Bologna, 12 giugno 2026 – “È un pezzo di vita che si strappa”. Così ieri, quando era trascorso da poco il mezzodì, un amico comune mi ha annunciato la scomparsa dell’arcilibraio e gentiluomo Romano Montroni. Dire che a Bologna lo conoscevano tutti sarebbe riduttivo; siamo di fronte a quei personaggi che hanno scortato intere generazioni, e ne hanno definito – di tanto sono capaci i libri – il gusto, l’immaginazione e lo spirito. Chi ha passato la cinquantina lo ricorderà, ancora biondo di chioma, al lavoro nel labirinto feltrinelliano sotto le Due torri; spesso occupava una nicchia a man destra del percorso, a un tempo ufficio disadorno e panopticon dal quale tenere d’occhio il traffico dei clienti.
Enrico Brizzi
Quand’ero ragazzino si raccontava che quel signore dalla taglia di granatiere, l’abbigliamento impeccabile e l’accento bulgnàis, svolgeva di persona una mansione che gli altri direttori, in genere, delegavano ai giovani di bottega: inseguire di persona i ladri di libri, motivati dall’ideologia dell’esproprio o da schietto egoismo, per recuperare i volumi e restituirli agli scaffali. L’avrei creduta una leggenda metropolitana, non avessi assistito coi miei occhi a diversi scatti sorprendenti. Nonostante le robuste scarpe inglesi che amava calzare, Montroni si lanciava all’esterno con leggerezza da sogno; la falcata era ampia, la progressione impressionante, e non ho mai visto nessuno sfuggirgli. Una volta acchiappato il reprobo e recuperato il volume, passava dall’atletica alla maieutica: a forza di domande, costringeva il ladruncolo a riflettere circa il rispetto dovuto al lavoro degli altri. Qualcuno fra i rei abbozzava giusto per evitare guai, ma i più sensibili restavano conquistati e si scusavano di cuore per il disturbo.
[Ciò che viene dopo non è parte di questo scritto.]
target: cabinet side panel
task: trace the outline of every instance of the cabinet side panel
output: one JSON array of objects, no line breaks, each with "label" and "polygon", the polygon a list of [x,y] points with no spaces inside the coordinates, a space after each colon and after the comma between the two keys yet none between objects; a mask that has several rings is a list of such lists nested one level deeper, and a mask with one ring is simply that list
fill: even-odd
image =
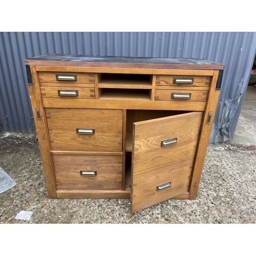
[{"label": "cabinet side panel", "polygon": [[[208,99],[203,117],[202,131],[199,137],[192,173],[192,178],[189,188],[189,199],[195,199],[198,191],[199,182],[203,170],[204,159],[206,154],[211,126],[214,120],[216,106],[220,95],[220,90],[216,90],[216,84],[218,75],[219,71],[215,71],[210,85],[210,87],[208,95]],[[210,121],[207,122],[209,112],[212,112],[212,114],[210,118]]]},{"label": "cabinet side panel", "polygon": [[29,86],[28,88],[38,139],[47,190],[49,197],[50,198],[57,198],[53,162],[51,154],[47,123],[41,97],[40,84],[35,66],[31,66],[30,69],[33,80],[33,86]]}]

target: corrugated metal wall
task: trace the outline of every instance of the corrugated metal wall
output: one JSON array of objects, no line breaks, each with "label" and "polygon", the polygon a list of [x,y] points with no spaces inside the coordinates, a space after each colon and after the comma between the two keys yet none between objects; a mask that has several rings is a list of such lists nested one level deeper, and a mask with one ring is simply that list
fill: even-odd
[{"label": "corrugated metal wall", "polygon": [[[203,58],[225,65],[210,141],[234,132],[256,50],[255,32],[1,32],[0,122],[35,131],[24,59],[45,53]],[[0,126],[1,128],[1,126]]]}]

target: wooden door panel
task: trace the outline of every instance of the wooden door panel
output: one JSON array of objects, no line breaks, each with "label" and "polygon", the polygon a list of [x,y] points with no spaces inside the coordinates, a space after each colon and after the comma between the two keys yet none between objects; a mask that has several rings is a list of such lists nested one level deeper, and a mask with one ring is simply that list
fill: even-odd
[{"label": "wooden door panel", "polygon": [[[132,212],[188,191],[202,116],[191,112],[134,123]],[[161,146],[172,138],[177,143]],[[168,182],[170,188],[156,191]]]},{"label": "wooden door panel", "polygon": [[[133,176],[132,212],[151,206],[188,191],[194,156],[178,160]],[[158,191],[157,187],[171,182],[169,188]]]},{"label": "wooden door panel", "polygon": [[[123,111],[46,109],[52,151],[120,152]],[[94,130],[79,134],[77,129]]]}]

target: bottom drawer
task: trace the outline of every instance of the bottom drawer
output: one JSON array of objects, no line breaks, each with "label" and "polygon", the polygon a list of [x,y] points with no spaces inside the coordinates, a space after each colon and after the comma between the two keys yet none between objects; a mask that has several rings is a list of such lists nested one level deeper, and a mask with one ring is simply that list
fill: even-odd
[{"label": "bottom drawer", "polygon": [[122,156],[53,155],[57,189],[121,190]]},{"label": "bottom drawer", "polygon": [[206,101],[208,91],[156,90],[155,100]]}]

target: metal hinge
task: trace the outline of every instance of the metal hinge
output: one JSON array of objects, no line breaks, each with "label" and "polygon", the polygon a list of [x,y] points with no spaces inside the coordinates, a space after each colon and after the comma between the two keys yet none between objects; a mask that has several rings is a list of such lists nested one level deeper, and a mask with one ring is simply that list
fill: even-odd
[{"label": "metal hinge", "polygon": [[190,187],[191,185],[191,181],[192,180],[192,176],[190,176],[189,178],[189,184],[188,184],[188,187]]},{"label": "metal hinge", "polygon": [[35,108],[35,112],[36,113],[36,117],[37,117],[37,120],[41,120],[41,116],[40,115],[39,108]]},{"label": "metal hinge", "polygon": [[201,132],[202,132],[202,126],[203,125],[203,123],[201,123],[200,127],[199,127],[199,132],[198,133],[198,136],[200,136],[201,134]]}]

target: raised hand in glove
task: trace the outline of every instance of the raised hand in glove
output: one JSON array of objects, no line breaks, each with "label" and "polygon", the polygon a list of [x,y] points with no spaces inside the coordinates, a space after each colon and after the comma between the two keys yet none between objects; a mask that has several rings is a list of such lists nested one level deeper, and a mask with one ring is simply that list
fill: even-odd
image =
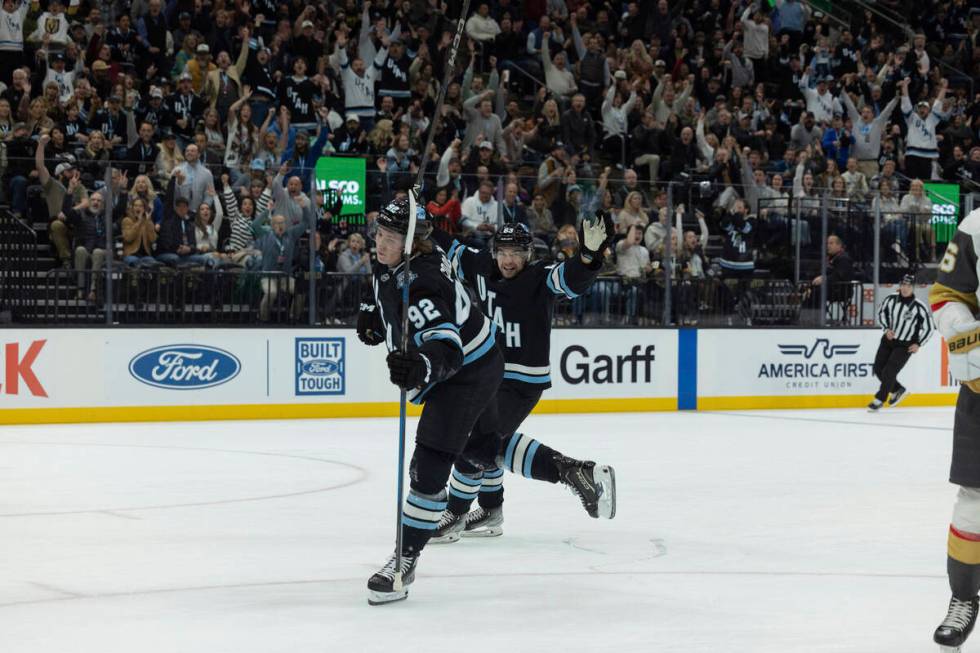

I trentenni probabilmente lo collegano agli spazi dell’ex cinema Ambasciatori, e forse non sanno che fu proprio Montroni, a inizio millennio, a varare l’intera catena della Librerie Coop; un po’ tutti lo abbiamo ben presente nella sua attività pubblica, quella di gran cerimoniere, autorevole e spiritoso, in occasione degli incontri con gli autori in Salaborsa. Ogni trenta giorni, puntualissimo, l’“arcilibraio” inviava il programma degli appuntamenti fissati per il mese a venire; graffia l’anima scorrere la locandina del giugno 2026 con la certezza che non ne invierà altre. La stessa messaggeria ora trabocca di messaggi composti da amici scrittori, editori e agenti che gli tributano rispetto autentico senza paura di sfiorare la retorica, ché quando se ne va qualcuno che ha meritato la nostra stima si gettano tutte le maschere.